The latest hike by a 0.25 percentage point followed a similar increase last month.
Piti said the committee voted to raise the policy rate because the economy was still recovering, driven by tourism and private sector spending, while inflation remained high.
The MPC has been evaluating the baht’s trend and believed its current value (at 37.93 baht to the US dollar in opening trade on Thursday morning) would not impact Thailand’s overall economy and inflation due to three main reasons:
First is the fact that the weakening of the baht has been caused primarily by a strengthening US dollar due to a series of Federal Reserve rate hikes.
Secondly, Thailand has no problem regarding fund outflows as investors still view the country as having high potential thanks to its substantial foreign reserves – placing the kingdom sixth highest in the world – while the country’s reserves are three times bigger than its foreign debts.
“Lastly, the weakening of the baht has been beneficial to exporters. As for importers who face higher costs, they usually mitigate the impact by planning ahead and using financial tools,” Piti said.
He insisted the MPC is monitoring the baht value closely and will employ “suitable financial measures if necessary to achieve its goal” to maintain the stability of the economy, pricing and financial system.
“The MPC will not use any drastic measure just for the sole purpose of stabilising the baht,” he promised.
The committee has raised its estimate of this year’s headline inflation from 6.2 to 6.3 per cent and next year’s from 2.5 to 2.6 per cent. It also reduced its GDP growth estimate next year from 4.2 to 3.8 per cent, while 2022 GDP was forecast at 3.3 per cent.
The MPC, however, expected the tourism industry to flourish this year and raised its estimate of foreign arrivals from 6 million to 9.5 million visitors in 2022, and from 19 million to 21 million in 2023.

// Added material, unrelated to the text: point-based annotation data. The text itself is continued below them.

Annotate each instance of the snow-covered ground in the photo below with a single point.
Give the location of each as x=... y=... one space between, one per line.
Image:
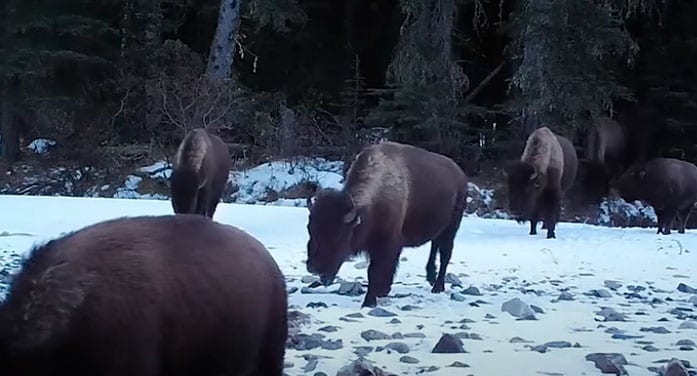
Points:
x=631 y=275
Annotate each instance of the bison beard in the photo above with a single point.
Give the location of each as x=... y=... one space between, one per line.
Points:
x=389 y=201
x=147 y=296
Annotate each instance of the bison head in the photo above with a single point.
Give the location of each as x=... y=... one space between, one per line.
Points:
x=524 y=187
x=629 y=185
x=185 y=186
x=332 y=220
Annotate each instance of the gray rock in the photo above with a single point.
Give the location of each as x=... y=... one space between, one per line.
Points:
x=459 y=365
x=408 y=359
x=610 y=314
x=472 y=290
x=448 y=344
x=565 y=295
x=380 y=312
x=362 y=350
x=609 y=362
x=601 y=293
x=328 y=329
x=308 y=279
x=350 y=289
x=517 y=308
x=453 y=280
x=374 y=335
x=414 y=335
x=457 y=297
x=657 y=330
x=399 y=347
x=685 y=342
x=311 y=365
x=612 y=285
x=362 y=367
x=675 y=368
x=686 y=289
x=519 y=340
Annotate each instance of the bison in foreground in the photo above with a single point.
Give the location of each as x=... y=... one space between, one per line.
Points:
x=667 y=184
x=394 y=196
x=538 y=182
x=146 y=296
x=199 y=174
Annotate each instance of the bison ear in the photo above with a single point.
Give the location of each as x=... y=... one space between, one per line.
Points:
x=311 y=202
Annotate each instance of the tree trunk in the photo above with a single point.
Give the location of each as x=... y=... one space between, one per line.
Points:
x=222 y=51
x=8 y=122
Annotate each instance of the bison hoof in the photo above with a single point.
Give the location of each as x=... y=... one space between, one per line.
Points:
x=370 y=301
x=438 y=287
x=431 y=277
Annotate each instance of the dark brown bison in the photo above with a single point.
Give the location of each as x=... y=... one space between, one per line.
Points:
x=612 y=146
x=394 y=196
x=538 y=182
x=146 y=296
x=200 y=171
x=667 y=184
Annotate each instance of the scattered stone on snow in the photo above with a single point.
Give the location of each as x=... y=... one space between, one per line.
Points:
x=609 y=362
x=517 y=308
x=380 y=312
x=374 y=335
x=686 y=289
x=448 y=343
x=350 y=289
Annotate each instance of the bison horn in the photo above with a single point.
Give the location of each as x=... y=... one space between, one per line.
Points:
x=311 y=201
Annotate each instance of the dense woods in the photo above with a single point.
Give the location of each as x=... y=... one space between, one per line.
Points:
x=467 y=78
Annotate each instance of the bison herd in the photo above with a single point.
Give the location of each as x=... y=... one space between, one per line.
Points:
x=185 y=295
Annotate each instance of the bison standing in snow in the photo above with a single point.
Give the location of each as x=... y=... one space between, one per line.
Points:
x=146 y=296
x=667 y=184
x=538 y=182
x=199 y=174
x=394 y=196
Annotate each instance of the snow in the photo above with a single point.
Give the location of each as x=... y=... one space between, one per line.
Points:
x=496 y=256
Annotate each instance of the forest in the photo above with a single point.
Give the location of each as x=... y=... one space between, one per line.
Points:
x=276 y=78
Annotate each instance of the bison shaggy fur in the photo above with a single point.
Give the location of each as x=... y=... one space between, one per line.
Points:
x=199 y=174
x=669 y=185
x=538 y=181
x=394 y=196
x=146 y=296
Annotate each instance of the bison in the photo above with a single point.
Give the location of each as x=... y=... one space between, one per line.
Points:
x=394 y=196
x=538 y=181
x=146 y=296
x=669 y=185
x=199 y=174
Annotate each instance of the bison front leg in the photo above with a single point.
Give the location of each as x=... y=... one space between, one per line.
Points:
x=431 y=264
x=380 y=276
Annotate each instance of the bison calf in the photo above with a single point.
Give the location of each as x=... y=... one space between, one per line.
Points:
x=199 y=174
x=394 y=196
x=667 y=184
x=146 y=296
x=537 y=183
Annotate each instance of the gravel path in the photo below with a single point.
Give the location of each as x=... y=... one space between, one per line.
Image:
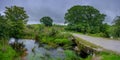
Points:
x=113 y=45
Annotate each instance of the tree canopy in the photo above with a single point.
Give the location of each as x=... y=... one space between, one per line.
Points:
x=47 y=21
x=85 y=19
x=116 y=26
x=17 y=18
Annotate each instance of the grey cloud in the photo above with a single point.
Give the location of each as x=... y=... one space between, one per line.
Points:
x=57 y=8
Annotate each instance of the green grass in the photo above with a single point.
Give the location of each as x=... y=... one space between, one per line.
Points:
x=86 y=43
x=107 y=55
x=8 y=53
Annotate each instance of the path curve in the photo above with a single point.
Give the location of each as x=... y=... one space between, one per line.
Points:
x=113 y=45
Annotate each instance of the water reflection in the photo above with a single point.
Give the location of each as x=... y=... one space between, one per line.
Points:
x=36 y=52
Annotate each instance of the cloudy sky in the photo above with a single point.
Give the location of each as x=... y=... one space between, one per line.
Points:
x=57 y=8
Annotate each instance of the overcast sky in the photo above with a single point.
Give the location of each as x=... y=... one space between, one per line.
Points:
x=57 y=8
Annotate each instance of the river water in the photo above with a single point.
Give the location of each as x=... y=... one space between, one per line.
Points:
x=37 y=52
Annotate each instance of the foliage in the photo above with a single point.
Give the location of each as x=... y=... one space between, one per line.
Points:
x=47 y=21
x=116 y=27
x=9 y=54
x=84 y=19
x=4 y=28
x=17 y=18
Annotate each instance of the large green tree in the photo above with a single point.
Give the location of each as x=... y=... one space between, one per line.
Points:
x=47 y=21
x=116 y=26
x=85 y=19
x=17 y=18
x=4 y=28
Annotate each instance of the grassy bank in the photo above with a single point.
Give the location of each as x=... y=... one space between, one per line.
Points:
x=102 y=55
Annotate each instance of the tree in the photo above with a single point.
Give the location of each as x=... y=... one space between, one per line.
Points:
x=85 y=19
x=17 y=18
x=116 y=26
x=47 y=21
x=4 y=28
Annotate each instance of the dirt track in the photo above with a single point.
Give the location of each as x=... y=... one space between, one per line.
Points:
x=113 y=45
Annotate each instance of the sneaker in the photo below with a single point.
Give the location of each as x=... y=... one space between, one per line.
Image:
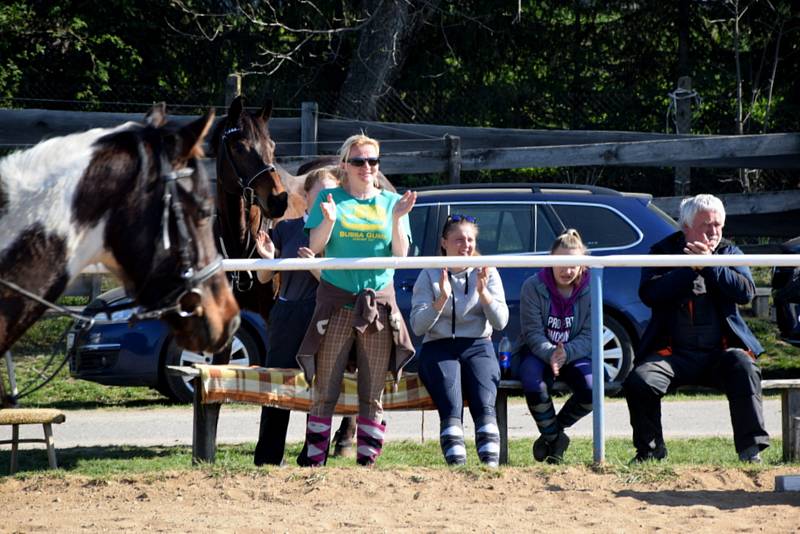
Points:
x=541 y=449
x=557 y=449
x=751 y=455
x=650 y=455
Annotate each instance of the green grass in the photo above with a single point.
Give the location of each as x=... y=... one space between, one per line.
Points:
x=780 y=359
x=118 y=462
x=65 y=392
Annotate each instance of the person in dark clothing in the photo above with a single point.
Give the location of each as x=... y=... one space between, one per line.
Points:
x=696 y=335
x=786 y=295
x=291 y=313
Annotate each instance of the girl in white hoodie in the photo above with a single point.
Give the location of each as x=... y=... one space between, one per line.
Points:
x=456 y=310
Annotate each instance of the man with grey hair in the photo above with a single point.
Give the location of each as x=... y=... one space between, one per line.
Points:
x=696 y=335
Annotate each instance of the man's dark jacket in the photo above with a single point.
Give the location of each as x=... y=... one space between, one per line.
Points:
x=663 y=289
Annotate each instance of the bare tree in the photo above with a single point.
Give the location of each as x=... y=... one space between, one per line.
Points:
x=382 y=48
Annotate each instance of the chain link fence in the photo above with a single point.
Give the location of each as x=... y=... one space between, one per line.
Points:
x=611 y=110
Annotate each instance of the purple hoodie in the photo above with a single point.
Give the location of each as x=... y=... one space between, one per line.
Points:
x=562 y=309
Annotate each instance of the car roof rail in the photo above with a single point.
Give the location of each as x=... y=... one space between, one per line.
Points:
x=535 y=187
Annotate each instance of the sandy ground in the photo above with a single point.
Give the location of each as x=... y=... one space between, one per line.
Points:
x=416 y=500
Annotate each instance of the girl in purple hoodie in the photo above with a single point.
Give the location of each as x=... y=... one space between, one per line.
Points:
x=555 y=342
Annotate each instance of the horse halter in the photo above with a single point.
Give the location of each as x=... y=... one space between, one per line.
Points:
x=250 y=197
x=246 y=185
x=192 y=280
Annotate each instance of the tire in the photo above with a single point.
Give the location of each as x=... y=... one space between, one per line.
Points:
x=244 y=352
x=617 y=352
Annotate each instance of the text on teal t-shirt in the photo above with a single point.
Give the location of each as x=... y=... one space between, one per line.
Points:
x=363 y=229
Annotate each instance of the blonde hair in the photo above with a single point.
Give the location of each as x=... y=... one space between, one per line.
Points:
x=358 y=140
x=569 y=239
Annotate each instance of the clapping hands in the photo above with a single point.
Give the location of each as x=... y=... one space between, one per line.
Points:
x=558 y=358
x=264 y=245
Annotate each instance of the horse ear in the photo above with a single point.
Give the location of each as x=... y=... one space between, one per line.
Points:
x=191 y=137
x=157 y=116
x=266 y=111
x=235 y=110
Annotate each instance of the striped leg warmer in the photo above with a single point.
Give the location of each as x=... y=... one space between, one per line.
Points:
x=318 y=436
x=451 y=439
x=541 y=406
x=369 y=439
x=487 y=441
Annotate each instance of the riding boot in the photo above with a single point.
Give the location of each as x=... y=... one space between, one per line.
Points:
x=370 y=440
x=271 y=436
x=318 y=435
x=487 y=440
x=544 y=414
x=343 y=438
x=451 y=439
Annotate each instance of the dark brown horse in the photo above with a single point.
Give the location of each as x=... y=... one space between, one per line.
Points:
x=133 y=198
x=250 y=196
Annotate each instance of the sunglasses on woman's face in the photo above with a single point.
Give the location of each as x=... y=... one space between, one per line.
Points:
x=360 y=162
x=457 y=217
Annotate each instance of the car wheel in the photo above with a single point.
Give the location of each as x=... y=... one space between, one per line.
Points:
x=244 y=352
x=617 y=352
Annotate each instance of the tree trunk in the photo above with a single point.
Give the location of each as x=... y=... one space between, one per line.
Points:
x=683 y=38
x=380 y=53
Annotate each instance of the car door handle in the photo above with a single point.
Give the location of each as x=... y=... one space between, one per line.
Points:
x=407 y=285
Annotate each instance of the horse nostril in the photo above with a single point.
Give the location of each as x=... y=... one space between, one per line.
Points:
x=190 y=303
x=233 y=326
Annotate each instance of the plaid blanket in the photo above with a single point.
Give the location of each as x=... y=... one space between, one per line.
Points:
x=287 y=388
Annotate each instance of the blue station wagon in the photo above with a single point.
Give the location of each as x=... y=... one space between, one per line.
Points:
x=513 y=219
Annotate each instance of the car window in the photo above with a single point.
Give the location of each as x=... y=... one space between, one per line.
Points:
x=599 y=226
x=545 y=235
x=503 y=228
x=418 y=219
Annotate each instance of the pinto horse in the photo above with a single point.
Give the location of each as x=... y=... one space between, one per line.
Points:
x=133 y=198
x=250 y=197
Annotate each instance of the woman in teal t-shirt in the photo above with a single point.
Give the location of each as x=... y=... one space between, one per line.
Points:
x=355 y=220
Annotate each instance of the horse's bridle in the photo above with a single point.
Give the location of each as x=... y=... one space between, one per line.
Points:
x=191 y=279
x=250 y=197
x=246 y=184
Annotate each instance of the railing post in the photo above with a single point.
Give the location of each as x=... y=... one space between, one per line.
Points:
x=598 y=367
x=233 y=88
x=308 y=128
x=454 y=160
x=683 y=125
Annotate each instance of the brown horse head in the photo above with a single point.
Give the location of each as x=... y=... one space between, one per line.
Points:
x=132 y=197
x=185 y=285
x=245 y=156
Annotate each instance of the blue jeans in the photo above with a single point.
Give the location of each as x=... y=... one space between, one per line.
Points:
x=449 y=365
x=537 y=376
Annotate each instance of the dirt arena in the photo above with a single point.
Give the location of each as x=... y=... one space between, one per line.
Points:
x=415 y=500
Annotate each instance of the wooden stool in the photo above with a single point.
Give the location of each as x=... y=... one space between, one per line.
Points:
x=31 y=416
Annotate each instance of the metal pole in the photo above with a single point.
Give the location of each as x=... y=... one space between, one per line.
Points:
x=598 y=367
x=309 y=112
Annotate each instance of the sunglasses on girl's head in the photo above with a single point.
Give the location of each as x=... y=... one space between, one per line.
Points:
x=360 y=162
x=457 y=217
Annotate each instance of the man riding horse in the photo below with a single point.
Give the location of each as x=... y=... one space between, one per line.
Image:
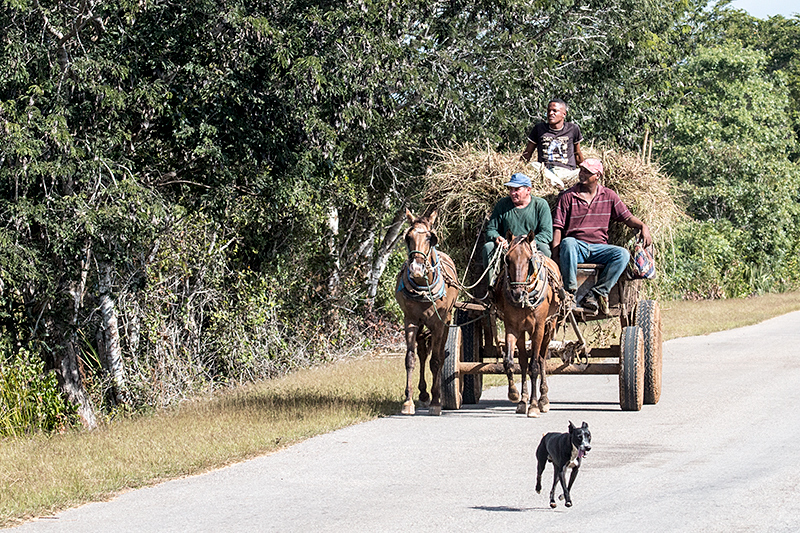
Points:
x=519 y=213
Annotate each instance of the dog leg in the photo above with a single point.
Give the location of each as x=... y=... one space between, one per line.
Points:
x=553 y=490
x=562 y=478
x=541 y=463
x=572 y=477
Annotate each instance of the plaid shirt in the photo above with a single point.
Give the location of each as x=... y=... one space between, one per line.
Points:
x=588 y=222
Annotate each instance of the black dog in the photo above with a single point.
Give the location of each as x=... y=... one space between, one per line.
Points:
x=563 y=450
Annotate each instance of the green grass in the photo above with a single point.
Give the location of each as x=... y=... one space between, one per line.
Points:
x=42 y=474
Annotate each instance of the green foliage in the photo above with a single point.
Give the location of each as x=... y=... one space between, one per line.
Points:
x=729 y=138
x=30 y=399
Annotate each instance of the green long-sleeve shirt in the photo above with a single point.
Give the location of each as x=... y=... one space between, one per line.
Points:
x=535 y=216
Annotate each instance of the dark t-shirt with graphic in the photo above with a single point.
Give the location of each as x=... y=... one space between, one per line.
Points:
x=556 y=147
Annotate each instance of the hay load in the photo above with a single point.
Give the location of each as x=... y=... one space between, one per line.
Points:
x=464 y=185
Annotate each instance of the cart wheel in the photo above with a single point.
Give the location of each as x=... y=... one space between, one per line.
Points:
x=648 y=317
x=472 y=383
x=451 y=379
x=631 y=369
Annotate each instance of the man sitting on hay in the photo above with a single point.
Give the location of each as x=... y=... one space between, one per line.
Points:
x=580 y=233
x=557 y=144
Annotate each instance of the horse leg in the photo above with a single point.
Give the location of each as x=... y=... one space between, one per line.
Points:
x=508 y=363
x=438 y=341
x=423 y=350
x=411 y=331
x=547 y=334
x=523 y=366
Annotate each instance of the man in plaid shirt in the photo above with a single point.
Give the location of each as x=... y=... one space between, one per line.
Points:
x=580 y=233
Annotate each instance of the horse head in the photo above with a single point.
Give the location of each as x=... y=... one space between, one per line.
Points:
x=421 y=242
x=520 y=270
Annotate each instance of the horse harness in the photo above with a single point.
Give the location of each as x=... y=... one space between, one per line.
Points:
x=433 y=290
x=535 y=283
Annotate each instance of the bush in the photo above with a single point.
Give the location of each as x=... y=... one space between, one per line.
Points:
x=30 y=398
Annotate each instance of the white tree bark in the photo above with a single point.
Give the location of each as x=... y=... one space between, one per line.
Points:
x=112 y=350
x=68 y=365
x=335 y=275
x=381 y=259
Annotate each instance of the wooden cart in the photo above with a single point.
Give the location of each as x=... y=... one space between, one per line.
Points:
x=473 y=347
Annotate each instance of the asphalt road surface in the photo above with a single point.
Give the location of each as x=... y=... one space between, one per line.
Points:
x=718 y=453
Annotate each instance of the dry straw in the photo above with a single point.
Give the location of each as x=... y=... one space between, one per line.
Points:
x=465 y=183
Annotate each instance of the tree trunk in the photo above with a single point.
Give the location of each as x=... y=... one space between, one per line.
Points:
x=334 y=277
x=67 y=363
x=111 y=349
x=382 y=255
x=69 y=377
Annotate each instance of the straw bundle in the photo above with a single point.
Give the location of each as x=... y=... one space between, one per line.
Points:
x=464 y=185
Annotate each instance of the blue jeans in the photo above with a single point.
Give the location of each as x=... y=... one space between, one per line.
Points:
x=572 y=251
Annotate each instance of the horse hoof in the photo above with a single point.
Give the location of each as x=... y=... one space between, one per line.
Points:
x=544 y=406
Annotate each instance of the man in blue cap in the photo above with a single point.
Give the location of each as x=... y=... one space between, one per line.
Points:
x=519 y=213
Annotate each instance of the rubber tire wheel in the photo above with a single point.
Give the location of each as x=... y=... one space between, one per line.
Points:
x=451 y=380
x=472 y=386
x=648 y=317
x=631 y=369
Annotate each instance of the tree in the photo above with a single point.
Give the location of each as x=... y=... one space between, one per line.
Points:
x=727 y=143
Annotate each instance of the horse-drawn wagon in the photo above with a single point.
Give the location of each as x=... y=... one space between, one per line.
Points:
x=474 y=348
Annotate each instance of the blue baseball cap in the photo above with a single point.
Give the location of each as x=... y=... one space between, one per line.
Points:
x=519 y=180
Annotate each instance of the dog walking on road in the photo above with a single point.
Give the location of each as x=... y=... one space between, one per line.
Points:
x=564 y=450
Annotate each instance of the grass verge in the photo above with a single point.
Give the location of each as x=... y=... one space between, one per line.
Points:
x=42 y=474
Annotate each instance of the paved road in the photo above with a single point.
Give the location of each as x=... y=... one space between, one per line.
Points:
x=718 y=453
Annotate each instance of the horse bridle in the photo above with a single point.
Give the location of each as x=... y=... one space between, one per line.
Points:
x=530 y=275
x=426 y=257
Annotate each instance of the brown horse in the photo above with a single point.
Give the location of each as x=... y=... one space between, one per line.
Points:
x=426 y=291
x=528 y=297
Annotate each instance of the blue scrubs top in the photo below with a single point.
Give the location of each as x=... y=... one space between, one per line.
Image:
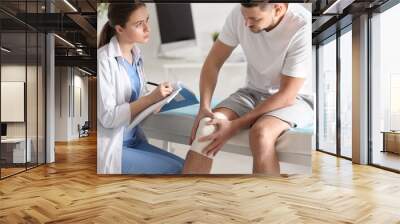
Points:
x=135 y=135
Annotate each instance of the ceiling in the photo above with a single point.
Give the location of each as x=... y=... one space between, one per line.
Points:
x=72 y=20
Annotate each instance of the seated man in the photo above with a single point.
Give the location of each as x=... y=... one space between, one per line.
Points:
x=276 y=39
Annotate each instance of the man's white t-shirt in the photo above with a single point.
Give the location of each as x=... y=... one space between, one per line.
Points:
x=284 y=50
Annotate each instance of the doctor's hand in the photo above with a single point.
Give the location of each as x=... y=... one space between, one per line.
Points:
x=162 y=91
x=203 y=112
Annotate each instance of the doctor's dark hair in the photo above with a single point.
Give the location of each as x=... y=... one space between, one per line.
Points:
x=118 y=14
x=255 y=3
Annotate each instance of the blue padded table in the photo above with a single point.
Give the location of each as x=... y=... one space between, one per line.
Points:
x=293 y=146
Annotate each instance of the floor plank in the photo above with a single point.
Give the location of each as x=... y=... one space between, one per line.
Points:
x=70 y=191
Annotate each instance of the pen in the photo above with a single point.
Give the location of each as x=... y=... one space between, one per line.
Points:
x=152 y=83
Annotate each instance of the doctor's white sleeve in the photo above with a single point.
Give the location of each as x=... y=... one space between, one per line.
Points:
x=111 y=114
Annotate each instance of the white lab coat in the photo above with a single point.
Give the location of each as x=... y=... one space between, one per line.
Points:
x=113 y=111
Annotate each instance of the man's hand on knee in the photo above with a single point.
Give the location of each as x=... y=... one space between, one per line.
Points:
x=223 y=130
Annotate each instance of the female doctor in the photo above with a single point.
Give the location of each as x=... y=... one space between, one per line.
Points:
x=123 y=95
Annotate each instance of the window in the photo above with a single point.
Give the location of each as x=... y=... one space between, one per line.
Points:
x=327 y=96
x=346 y=75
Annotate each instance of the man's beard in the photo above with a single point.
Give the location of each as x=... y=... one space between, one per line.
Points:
x=255 y=30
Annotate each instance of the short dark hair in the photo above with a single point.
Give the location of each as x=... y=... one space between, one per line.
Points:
x=256 y=3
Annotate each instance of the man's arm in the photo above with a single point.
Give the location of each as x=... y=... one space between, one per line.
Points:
x=209 y=73
x=286 y=96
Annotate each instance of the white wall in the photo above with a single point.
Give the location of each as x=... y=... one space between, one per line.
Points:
x=68 y=80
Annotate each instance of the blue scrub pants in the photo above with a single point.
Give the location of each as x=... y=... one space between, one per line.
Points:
x=144 y=158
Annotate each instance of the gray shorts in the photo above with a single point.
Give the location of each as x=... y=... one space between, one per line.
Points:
x=300 y=114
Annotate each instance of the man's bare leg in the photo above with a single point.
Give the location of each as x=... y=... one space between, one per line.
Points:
x=196 y=163
x=263 y=135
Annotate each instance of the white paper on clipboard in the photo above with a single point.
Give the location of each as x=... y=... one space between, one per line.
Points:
x=151 y=109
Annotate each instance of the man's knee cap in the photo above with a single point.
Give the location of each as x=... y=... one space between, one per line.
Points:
x=204 y=129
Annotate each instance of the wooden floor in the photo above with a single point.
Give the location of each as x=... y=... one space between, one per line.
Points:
x=70 y=191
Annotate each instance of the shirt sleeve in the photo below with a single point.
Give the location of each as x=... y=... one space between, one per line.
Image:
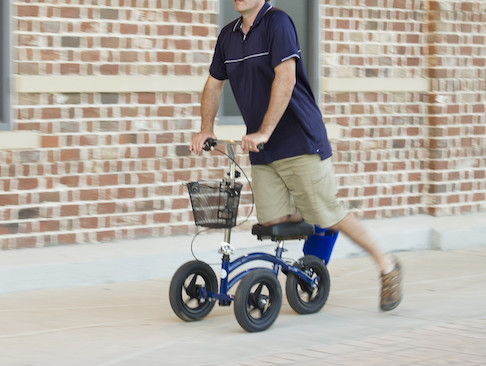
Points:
x=218 y=69
x=282 y=39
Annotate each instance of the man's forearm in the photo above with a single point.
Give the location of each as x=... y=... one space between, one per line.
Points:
x=211 y=98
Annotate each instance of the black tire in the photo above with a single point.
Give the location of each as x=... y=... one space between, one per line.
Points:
x=184 y=290
x=258 y=300
x=302 y=297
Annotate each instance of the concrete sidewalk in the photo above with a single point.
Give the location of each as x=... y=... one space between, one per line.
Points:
x=441 y=321
x=153 y=258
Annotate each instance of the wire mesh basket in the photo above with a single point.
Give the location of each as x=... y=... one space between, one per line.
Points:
x=214 y=203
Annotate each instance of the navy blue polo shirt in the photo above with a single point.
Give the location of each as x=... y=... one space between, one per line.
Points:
x=248 y=62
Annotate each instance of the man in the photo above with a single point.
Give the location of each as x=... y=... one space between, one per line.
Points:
x=293 y=179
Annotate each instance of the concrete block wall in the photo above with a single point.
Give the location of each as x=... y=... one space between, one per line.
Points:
x=111 y=90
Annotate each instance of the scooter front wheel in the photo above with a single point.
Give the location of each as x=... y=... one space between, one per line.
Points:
x=188 y=290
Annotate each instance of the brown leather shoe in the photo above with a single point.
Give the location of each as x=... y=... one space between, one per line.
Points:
x=391 y=291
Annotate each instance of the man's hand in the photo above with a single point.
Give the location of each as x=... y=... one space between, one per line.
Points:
x=251 y=142
x=198 y=140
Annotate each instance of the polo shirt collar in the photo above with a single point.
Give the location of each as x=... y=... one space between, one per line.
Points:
x=265 y=8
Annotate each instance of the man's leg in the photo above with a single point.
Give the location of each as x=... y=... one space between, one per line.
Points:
x=354 y=229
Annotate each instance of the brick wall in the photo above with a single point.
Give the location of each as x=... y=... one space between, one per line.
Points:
x=110 y=164
x=456 y=52
x=407 y=153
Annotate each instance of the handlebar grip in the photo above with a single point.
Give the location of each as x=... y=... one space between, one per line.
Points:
x=209 y=143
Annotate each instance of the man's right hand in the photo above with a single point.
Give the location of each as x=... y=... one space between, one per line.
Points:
x=198 y=140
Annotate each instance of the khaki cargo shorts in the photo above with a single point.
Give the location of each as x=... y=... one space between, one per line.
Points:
x=305 y=183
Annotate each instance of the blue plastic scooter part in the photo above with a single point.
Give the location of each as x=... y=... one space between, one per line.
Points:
x=321 y=243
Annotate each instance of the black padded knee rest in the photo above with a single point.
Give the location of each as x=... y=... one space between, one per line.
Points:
x=285 y=231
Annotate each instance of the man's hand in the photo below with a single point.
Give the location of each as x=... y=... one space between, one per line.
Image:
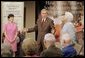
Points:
x=25 y=30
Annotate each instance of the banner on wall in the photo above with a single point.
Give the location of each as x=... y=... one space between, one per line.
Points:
x=16 y=8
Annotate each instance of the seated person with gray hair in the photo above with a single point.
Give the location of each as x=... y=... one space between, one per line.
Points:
x=51 y=49
x=68 y=49
x=29 y=47
x=6 y=50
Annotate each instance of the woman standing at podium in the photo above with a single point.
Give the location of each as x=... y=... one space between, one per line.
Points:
x=10 y=31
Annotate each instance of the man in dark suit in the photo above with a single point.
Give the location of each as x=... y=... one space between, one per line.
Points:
x=44 y=25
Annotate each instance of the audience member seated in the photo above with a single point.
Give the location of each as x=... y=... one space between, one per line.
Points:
x=68 y=50
x=6 y=50
x=29 y=47
x=51 y=49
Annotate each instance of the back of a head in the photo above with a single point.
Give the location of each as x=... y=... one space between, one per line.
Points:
x=44 y=10
x=69 y=16
x=29 y=46
x=66 y=38
x=49 y=37
x=6 y=50
x=52 y=52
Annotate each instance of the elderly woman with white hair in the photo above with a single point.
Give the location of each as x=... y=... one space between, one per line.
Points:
x=51 y=49
x=67 y=48
x=68 y=26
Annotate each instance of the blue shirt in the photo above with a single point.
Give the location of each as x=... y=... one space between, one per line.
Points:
x=69 y=51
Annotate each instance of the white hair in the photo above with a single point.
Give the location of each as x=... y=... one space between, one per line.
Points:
x=69 y=16
x=65 y=36
x=49 y=37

Rung Sa-Nguanreuang, senior director of Global Markets Business Promotion at Bank of Ayudhya, said the bank expects the MPC to raise the policy rate again by 0.25 percentage point in its next meeting on November 30, and twice within the first quarter of 2023, with the rate staying at 1.75 per cent early next year.
The tourism industry alone might not be adequate to keep the baht afloat, she said, estimating that the Thai currency could start becoming stronger as late as the first quarter of 2023.